C’est ainsi que se prononce la Chambre criminelle de la Cour de cassation dans un arrêt rendu le 11 mars 2020 (Cass. crim., 11 mars 2020, n° 19-80.366, F-P+B+I N° Lexbase : A12613IK).
Résumé des faits. Les faits de l’espèce concernaient un homme mis en accusation et renvoyé devant une cour d’assises pour viols, tentative et agressions sexuelles aggravés. Cette juridiction l’a déclaré coupable et condamné à la peine de douze ans de réclusion criminelle et, par arrêt distinct, a prononcé sur les intérêts civils. L’intéressé et le ministère public ont relevé appel de cette décision.
L’affaire a été portée devant la Chambre criminelle.
A hauteur de cassation. Le demandeur faisait valoir que selon les mentions du procès-verbal des débats, le président de la cour d’assises n’a donné lecture de trois questions spéciales supplémentaires auxquelles la cour et le jury ont eu à répondre qu’après le réquisitoire et les plaidoiries.

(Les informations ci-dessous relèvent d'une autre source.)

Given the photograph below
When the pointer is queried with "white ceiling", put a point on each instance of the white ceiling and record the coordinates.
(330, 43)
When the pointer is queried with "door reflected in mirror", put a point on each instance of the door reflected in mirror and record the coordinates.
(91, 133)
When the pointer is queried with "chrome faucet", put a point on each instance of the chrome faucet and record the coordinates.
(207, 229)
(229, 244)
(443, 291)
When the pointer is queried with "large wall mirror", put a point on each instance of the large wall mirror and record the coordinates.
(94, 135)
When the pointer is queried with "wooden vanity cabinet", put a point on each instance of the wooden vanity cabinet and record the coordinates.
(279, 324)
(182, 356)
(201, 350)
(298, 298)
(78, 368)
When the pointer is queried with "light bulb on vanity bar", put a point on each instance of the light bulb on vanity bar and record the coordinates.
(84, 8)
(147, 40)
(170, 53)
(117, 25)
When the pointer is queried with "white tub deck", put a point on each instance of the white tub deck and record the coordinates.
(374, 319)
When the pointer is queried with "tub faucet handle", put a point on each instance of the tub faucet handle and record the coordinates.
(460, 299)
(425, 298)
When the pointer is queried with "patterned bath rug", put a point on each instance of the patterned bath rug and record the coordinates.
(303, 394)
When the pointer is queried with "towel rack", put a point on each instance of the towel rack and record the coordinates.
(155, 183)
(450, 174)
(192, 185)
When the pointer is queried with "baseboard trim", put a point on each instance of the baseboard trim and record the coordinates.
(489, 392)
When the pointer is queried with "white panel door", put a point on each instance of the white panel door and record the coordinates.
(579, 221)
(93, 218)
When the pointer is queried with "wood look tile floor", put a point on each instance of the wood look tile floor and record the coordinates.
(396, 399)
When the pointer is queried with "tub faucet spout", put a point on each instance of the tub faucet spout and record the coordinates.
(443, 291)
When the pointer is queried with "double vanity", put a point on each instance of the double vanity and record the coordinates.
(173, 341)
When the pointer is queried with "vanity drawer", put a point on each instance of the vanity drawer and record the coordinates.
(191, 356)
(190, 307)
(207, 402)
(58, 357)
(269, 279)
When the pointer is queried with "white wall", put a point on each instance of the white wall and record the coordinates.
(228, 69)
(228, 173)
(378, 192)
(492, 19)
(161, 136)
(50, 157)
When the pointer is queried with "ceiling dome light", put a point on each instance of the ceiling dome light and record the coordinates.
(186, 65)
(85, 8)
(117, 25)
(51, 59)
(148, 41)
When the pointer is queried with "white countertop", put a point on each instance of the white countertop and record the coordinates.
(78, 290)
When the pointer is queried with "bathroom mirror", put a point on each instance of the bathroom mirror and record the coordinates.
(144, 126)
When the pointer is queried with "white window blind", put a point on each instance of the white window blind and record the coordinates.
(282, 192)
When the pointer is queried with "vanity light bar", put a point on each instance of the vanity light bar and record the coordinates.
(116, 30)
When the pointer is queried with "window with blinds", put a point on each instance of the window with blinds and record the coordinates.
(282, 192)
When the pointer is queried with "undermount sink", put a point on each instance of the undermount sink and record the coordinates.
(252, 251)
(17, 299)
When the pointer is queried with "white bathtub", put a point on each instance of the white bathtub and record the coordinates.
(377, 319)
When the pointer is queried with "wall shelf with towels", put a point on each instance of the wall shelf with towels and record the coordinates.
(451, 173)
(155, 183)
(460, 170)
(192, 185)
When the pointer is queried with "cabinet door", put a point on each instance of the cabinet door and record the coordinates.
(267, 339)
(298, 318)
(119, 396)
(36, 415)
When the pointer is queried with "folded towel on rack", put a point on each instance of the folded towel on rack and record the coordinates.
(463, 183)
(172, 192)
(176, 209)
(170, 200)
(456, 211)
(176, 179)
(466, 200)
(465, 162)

Décision. La Chambre criminelle prononce la censure de l’arrêt d’assises au visa des articles 6 § 3 de la CESDH (N° Lexbase : L7558AIR), 348 (N° Lexbase : L3748AZT) et 356 (N° Lexbase : L0266K7Y) du Code de procédure pénale. Selon elle, il résulte du texte conventionnel que tout accusé a droit à être informé, dans le plus court délai, de la nature et de la cause de l’accusation portée contre lui et doit disposer du temps et des facilités nécessaires à la préparation de sa défense. Selon les articles 348 et 356, s’il résulte des débats que les faits sont susceptibles de comporter une circonstance non prévue par la décision de mise en accusation, le président de la cour d’assises doit avertir le ministère public et les parties, avant les réquisitions et plaidoiries, qu’il envisage de poser une question spéciale, dont il est donné lecture, sauf si les parties y renoncent.

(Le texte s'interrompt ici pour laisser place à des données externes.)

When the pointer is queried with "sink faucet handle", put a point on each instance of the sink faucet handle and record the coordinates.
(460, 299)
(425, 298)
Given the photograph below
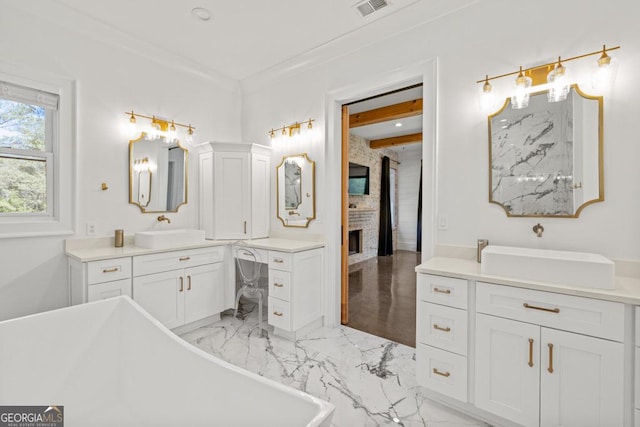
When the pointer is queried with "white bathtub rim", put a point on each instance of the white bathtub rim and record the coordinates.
(325, 409)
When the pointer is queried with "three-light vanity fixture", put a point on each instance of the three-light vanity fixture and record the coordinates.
(159, 128)
(554, 75)
(291, 129)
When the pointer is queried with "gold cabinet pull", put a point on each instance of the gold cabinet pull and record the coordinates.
(440, 328)
(533, 307)
(530, 352)
(443, 374)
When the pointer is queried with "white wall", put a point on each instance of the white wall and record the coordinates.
(490, 37)
(112, 77)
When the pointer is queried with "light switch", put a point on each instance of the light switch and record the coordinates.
(442, 222)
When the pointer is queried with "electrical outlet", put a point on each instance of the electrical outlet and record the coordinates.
(91, 228)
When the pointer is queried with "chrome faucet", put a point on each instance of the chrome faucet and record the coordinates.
(538, 229)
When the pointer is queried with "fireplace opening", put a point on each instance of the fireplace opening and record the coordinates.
(355, 242)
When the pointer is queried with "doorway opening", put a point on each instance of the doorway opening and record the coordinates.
(381, 151)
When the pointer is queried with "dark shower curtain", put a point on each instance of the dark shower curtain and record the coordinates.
(385, 239)
(419, 231)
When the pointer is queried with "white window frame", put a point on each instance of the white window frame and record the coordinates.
(61, 160)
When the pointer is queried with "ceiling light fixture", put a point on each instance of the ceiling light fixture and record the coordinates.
(201, 14)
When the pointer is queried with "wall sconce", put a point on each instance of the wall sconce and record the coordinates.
(160, 128)
(554, 75)
(292, 129)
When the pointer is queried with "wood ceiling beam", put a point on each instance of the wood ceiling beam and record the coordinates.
(396, 140)
(384, 114)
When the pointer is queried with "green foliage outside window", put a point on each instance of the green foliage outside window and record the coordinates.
(23, 186)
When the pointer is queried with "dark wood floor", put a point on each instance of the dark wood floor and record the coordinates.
(382, 296)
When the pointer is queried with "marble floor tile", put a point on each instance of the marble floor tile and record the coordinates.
(370, 380)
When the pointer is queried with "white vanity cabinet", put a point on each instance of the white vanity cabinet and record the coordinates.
(519, 354)
(441, 335)
(536, 364)
(96, 280)
(295, 291)
(235, 183)
(180, 287)
(637, 367)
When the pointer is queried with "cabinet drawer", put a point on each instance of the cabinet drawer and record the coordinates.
(261, 254)
(280, 260)
(109, 290)
(442, 371)
(108, 270)
(280, 284)
(442, 327)
(587, 316)
(442, 290)
(173, 260)
(279, 314)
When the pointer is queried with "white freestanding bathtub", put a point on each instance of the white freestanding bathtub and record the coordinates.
(111, 364)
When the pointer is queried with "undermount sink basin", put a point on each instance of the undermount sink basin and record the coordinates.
(579, 269)
(162, 239)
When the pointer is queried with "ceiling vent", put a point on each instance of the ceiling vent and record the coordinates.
(369, 6)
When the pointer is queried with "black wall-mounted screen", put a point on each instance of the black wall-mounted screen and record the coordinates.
(358, 179)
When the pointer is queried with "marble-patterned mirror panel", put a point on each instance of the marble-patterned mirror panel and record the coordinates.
(546, 159)
(296, 191)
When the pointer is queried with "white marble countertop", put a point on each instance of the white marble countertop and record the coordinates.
(95, 249)
(627, 289)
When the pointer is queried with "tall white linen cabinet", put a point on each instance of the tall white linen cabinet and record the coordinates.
(235, 182)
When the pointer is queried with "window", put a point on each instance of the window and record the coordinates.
(27, 140)
(35, 157)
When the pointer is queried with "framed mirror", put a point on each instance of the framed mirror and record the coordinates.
(296, 187)
(546, 159)
(157, 174)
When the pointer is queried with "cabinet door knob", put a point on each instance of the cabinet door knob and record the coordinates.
(443, 374)
(533, 307)
(440, 328)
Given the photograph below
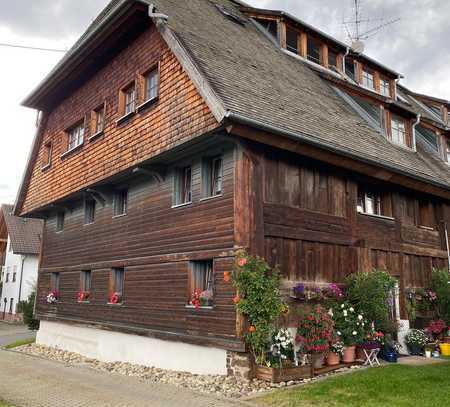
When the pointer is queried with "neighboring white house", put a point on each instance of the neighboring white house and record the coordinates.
(20, 241)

La lecture des questions. Rappelons qu’une fois les débats clos, le président donne lecture des questions auxquelles la cour et le jury doivent répondre. Cette lecture est obligatoire, à moins que l’accusé ou son avocat y renonce, ou encore que les questions posées soient les mêmes que celles figurant dans la décision de mise en accusation (C. proc. pén., art. 348). Il s’ensuit, par exemple, que la lecture est impérative lorsqu’est posée une question relative à une circonstance aggravante de minorité non visée dans la décision de mise en accusation (Cass. crim., 3 septembre 2008, n° 08-81.288, F-D N° Lexbase : A0436IRL). Il en va de même s’agissant d’une question retenant une qualification pénale des faits différente de celle figurant dans la décision de mise en accusation (Cass. crim., 18 octobre 2017, n° 16-84.706, F-D N° Lexbase : A4553WWK).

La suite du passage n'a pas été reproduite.